Their grandmothers grew up in log cabins with woodstoves and no running water, but they planted gardens, knew how to find wild foods and raised their own animals for meat. Today’s younger generations of Indigenous people depend on marketed foods and fast foods, and no longer have access to knowledge about their agricultural practices or harvesting wild foods. As traditional food practices among First Nations communities in Canada have dramatically changed, the University of Guelph’s Dr. Hannah Tait Neufeld has found this has had a profoundly negative impact on their health:
How did you get into this field?
I worked with Indigenous women and families in northeastern Brazil on the revitalization of knowledge around traditional medicines and foods, and did similar work in central Java in Indonesia. Coming back to Canada, I wanted to return to graduate school and study Indigenous health in a Canadian context.
Which Indigenous communities have you been working with in Canada?
Most of the research I’ve done has been in central Manitoba, but I have also worked with First Nation and Métis women in Manitoba’s urban centres, as well as both on-reserve and off-reserve here in southwestern Ontario.
What food traditions are being lost?
Among the Indigenous communities in southwestern Ontario, there have been enormous losses in traditional food knowledge. This relates primarily to the structural changes resulting from colonization that began in the region 400 to 500 years ago. That’s a significant period of time for communities to adjust to changes that have impacted not only their environments, but Indigenous knowledge systems. This is quite different from the communities I studied in Manitoba. One community was forcibly removed from an agriculturally rich area along the banks of the Red River in southern Manitoba because it was prime farmland, and relocated to south of Lake Winnipeg, a very flooded area. Many of their agricultural traditions had to be put aside because the land was so poor. These events happened relatively recently, at the beginning of the 20th century, so there has been more knowledge that has been retained.
Are there any common themes as to why traditions are disappearing?
Residential schools negatively impacted the transference of knowledge around traditional foods by inhibiting communication patterns and oral histories that were maintained for generations. They also impacted the transfer of Indigenous knowledge around food preparation and harvesting the types of traditional foods referred to as “foods from the land.”
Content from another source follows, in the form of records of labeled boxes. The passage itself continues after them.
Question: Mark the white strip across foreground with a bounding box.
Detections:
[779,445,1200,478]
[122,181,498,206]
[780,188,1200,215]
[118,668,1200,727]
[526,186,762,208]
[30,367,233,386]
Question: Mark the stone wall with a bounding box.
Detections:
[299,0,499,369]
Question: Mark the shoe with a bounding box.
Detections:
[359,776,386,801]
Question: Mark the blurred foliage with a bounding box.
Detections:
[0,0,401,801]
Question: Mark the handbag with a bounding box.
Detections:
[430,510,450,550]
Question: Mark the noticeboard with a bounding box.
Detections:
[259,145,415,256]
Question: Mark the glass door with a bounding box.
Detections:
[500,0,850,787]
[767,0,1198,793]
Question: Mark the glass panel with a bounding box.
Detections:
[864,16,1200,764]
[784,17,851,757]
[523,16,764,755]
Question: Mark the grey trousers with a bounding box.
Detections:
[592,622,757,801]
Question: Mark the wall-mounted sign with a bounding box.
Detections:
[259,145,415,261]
Residential schools negatively impacted the transference of knowledge around traditional foods by inhibiting communication patterns and oral histories that were maintained for generations
How has lost knowledge around food traditions affected these communities?
I think what’s most visible are the health disparities that exist between Indigenous and non-Indigenous individuals in Canada. For most of my career my focus has been on the prevention of chronic diseases. The big ones would be type 2 diabetes, obesity, heart disease and gestational diabetes. I did most of my PhD research on gestational diabetes and the experiences of Indigenous women with this condition accessing prenatal care in an urban environment.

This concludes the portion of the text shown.